In the second game of the 2009–2010 season, Sveinbjörn tore the anterior cruciate ligament in his left knee, causing him to miss the rest of the season. He returned in November 2010 and averaged 6.7 points in 14 regular season games, his lowest since his rookie season. He upped the averages to 14.3 points in the playoffs but was unable to prevent ÍR from being swept, 0-3, by Keflavík in the first round. In the third game of the 2011-2012 season, Sveinbjörn tore an anterior cruciate ligament again, this time in his right knee, and missed the rest of the season.

His best statistical season came in 2013–2014 when he averaged 19.9 points, scoring 20 points in 14 of his 22 games, tops among Icelandic players. He led ÍR to the Cup finals again during the season but they were unable to repeat their 2007 success, losing to Grindavík 89-77.

On 3 December 2015, he became the second ÍR player to reach 200 games in the Úrvalsdeild karla, after Eiríkur Önundarson who played 350 games for ÍR in the league.

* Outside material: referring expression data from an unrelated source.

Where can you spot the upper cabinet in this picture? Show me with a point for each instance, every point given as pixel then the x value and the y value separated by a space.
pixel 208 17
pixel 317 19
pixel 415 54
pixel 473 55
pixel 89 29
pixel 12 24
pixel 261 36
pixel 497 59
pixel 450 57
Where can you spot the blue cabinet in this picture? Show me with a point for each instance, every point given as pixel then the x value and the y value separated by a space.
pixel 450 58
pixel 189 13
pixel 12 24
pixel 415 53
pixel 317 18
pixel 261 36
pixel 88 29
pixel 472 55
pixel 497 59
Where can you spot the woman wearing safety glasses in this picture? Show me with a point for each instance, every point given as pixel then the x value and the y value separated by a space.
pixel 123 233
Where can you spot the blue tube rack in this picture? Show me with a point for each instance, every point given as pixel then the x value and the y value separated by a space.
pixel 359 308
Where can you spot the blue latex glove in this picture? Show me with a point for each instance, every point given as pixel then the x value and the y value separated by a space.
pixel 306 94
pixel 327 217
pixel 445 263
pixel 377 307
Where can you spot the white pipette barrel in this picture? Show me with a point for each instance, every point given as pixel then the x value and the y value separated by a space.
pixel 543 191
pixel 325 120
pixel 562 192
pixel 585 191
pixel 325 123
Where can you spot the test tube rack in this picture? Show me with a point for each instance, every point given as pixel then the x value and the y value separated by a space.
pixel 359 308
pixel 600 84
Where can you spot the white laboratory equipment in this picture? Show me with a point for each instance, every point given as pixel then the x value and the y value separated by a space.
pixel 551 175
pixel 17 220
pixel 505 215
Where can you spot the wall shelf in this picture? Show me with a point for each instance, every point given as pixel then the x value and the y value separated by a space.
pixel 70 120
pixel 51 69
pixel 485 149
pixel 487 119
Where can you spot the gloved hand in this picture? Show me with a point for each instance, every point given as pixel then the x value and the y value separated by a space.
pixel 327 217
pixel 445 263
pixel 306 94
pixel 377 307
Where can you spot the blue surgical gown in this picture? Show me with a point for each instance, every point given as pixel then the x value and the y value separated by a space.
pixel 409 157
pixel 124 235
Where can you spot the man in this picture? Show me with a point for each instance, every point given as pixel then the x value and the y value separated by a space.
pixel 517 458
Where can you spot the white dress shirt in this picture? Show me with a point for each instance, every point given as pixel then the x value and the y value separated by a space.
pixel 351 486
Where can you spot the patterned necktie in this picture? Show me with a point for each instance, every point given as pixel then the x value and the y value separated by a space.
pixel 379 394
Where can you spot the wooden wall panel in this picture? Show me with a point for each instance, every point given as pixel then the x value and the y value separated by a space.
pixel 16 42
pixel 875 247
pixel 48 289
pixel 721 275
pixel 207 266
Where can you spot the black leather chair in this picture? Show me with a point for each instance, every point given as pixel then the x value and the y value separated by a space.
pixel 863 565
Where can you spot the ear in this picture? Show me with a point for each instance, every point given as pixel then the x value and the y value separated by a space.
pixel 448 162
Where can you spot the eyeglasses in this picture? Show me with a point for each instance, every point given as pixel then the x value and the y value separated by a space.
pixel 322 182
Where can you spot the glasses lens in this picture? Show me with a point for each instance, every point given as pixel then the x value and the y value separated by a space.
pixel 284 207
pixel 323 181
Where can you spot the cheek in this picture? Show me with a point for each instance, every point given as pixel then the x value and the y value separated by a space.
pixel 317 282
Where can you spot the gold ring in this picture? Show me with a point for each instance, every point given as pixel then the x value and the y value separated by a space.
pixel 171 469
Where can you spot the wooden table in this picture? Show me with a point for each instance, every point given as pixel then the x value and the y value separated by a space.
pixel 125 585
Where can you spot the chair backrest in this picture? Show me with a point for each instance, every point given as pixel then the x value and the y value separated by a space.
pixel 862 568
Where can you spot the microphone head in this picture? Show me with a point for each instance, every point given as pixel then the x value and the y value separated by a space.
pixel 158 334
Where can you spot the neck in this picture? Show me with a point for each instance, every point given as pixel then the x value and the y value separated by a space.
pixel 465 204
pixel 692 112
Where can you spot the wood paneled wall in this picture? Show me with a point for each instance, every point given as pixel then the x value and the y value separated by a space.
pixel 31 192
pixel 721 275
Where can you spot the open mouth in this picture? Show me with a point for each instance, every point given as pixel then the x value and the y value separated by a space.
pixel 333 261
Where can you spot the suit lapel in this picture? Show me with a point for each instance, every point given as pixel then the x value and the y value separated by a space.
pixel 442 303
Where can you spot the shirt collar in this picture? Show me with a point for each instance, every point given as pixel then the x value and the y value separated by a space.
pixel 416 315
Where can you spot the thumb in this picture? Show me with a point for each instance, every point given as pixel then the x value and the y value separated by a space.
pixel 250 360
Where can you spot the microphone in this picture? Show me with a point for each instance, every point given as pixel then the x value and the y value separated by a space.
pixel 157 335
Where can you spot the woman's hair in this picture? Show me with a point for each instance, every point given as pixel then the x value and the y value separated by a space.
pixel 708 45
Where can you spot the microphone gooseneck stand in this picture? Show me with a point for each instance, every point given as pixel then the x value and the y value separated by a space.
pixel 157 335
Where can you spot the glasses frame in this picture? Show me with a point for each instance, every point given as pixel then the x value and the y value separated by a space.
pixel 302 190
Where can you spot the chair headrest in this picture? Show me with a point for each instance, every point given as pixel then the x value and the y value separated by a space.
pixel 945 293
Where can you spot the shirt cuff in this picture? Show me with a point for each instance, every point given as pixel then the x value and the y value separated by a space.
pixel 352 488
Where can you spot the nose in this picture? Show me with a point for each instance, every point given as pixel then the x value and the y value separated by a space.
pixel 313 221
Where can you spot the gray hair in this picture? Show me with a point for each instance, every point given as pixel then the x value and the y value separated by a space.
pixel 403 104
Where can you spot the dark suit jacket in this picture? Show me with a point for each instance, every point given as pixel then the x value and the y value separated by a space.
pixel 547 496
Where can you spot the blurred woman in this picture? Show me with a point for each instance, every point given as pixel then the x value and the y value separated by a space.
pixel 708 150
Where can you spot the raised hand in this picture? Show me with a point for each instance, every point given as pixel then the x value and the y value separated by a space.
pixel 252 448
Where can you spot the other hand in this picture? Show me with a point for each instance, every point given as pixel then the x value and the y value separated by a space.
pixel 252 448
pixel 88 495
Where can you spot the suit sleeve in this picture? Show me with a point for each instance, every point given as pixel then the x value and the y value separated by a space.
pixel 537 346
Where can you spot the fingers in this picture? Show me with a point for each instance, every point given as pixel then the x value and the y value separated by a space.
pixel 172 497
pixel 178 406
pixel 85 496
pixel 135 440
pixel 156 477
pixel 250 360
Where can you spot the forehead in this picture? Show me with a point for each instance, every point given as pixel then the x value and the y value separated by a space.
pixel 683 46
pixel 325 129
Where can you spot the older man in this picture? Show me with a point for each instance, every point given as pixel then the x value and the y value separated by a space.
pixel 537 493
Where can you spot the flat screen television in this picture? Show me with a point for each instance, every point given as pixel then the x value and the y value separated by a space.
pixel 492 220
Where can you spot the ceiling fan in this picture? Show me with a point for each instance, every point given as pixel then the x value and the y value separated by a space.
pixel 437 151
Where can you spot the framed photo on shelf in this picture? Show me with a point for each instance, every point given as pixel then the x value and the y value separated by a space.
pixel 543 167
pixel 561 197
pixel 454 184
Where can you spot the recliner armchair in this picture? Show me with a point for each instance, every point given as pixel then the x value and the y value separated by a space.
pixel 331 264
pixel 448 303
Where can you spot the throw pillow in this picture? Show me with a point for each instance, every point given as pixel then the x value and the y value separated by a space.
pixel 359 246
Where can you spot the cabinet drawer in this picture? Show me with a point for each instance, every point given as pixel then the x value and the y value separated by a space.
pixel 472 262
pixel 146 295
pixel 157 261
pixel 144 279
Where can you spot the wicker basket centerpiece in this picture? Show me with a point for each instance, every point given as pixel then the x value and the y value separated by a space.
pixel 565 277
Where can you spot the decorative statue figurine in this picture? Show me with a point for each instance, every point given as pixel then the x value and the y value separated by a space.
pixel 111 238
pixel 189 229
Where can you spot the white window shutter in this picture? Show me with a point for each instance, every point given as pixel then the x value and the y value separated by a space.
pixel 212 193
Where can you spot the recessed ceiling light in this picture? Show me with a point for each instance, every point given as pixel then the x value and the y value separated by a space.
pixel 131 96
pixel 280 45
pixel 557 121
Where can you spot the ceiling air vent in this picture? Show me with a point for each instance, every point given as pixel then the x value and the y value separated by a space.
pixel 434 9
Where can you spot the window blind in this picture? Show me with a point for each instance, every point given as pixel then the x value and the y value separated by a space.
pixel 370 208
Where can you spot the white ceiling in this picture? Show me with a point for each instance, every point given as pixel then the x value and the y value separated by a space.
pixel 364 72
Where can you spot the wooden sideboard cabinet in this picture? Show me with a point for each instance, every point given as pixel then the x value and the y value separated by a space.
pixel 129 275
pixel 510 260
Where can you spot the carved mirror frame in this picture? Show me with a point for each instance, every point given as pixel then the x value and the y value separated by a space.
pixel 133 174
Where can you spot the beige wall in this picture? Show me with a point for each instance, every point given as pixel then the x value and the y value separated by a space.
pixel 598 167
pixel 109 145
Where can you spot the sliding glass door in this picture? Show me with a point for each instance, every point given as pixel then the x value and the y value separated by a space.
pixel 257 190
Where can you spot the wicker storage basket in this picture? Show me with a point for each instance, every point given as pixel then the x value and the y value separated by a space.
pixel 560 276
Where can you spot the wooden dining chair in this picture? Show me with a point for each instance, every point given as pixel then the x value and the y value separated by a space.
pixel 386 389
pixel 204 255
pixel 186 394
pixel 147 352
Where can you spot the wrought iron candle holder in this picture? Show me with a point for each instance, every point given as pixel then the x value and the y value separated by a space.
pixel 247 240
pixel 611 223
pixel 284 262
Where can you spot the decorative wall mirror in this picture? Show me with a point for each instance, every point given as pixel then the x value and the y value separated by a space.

During the 2017–2018 season, the recurrent knee injuries were starting to take their toll. Although he appeared in all 22 games of the regular season, he averaged a career low 4.0 points in 14 minutes per game. He subsequently retired after ÍR's loss against Tindastóll in the semi-finals of the playoffs that year.

Sveinbjörn made a comeback in October 2019 with ÍR. He was an unused substitute in a victory against Þór Akureyri on 25 October. On 15 November, he saw his first minutes since 2018 when he played 4 minutes, scoring 2 points, in a victory against Fjölnir.

==National team career==
Sveinbjörn played 5 games for the Icelandic men's national basketball team from 2007 to 2009.